Nevertheless, the SUA level increases linearly with decreasing GFR also as a result of reduced excretion [33]. Thus, whether elevated SUA level plays a causative role in the progression of kidney disease, is an indirect marker of decreased kidney function, or both, should be investigated in different causes and clinical features of CKD [34]. In type 2 diabetes, SUA is more likely to play a causative role, because hyperuricemia is considered to be a component of metabolic syndrome that is initially involved in the progression of type 2 diabetes [35]. Recently, two pivotal trials have failed to show statistically significant benefit of allopurinol on kidney outcomes [36, 37]. However, type 2 diabetes was not discussed in both trials. Hence, the relationship between SUA and DKD in type 2 diabetes should be further investigated, especially in non-albuminuric DKD.

This study had several limitations. First, we used a cross-sectional study design; therefore, the causal relationship between risk factors and non-albuminuric DKD could not be established. However, a large sample size provided statistical power, which was sufficiently large to identify the significant risk factors for non-albuminuric DKD in type 2 diabetes.
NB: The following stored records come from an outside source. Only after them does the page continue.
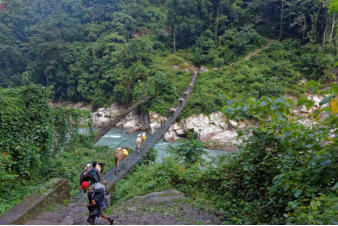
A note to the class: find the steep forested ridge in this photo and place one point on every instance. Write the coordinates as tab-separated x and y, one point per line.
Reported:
116	51
106	51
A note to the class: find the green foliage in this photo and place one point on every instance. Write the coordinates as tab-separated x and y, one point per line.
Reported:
70	163
32	138
283	173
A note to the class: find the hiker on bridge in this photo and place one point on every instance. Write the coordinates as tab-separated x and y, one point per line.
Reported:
96	200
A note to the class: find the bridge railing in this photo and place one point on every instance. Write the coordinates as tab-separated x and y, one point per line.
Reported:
113	175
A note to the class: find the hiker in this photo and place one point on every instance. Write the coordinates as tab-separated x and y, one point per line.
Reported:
94	174
95	202
143	137
138	142
87	174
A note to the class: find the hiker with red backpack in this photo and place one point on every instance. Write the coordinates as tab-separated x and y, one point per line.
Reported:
96	202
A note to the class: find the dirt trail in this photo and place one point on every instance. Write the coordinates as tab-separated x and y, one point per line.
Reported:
169	207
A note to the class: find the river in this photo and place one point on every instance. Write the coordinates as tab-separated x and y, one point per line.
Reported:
116	137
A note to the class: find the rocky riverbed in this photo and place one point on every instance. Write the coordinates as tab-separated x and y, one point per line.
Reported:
215	129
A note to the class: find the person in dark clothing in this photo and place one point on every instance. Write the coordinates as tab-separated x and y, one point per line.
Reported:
94	174
94	207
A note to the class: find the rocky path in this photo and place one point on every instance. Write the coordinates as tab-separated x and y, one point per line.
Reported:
169	207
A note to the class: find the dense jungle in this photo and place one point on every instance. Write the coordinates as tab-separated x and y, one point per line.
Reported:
259	60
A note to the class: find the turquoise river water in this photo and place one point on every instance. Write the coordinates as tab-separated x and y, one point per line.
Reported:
116	136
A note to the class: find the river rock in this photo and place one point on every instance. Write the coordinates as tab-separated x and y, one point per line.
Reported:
132	123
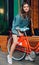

Second, assessment of glycemia by HbA1c is hampered by various CKD-associated conditions that can bias the measure either to the low or high range. However, alternative glycemic biomarkers, such as glycated albumin or fructosamine, are even less reliable than HbA1c. Hence, HbA1c remains the preferred glycemic biomarker despite its limitations [38]. Third, serum creatinine and albuminuria were measured only once in each patient. Fourth, this study lacks the generalizability as it focused only one hospital. Hence, multicenter study should be conducted in the future.

In summary, the results indicated that SUA was primarily associated with eGFR decline in non-albuminuric DKD than in other DKD phenotypes. The prevention of hyperuricemia may serve as a primary focus in the management of renal decline of non-albuminuric DKD of type 2 diabetes.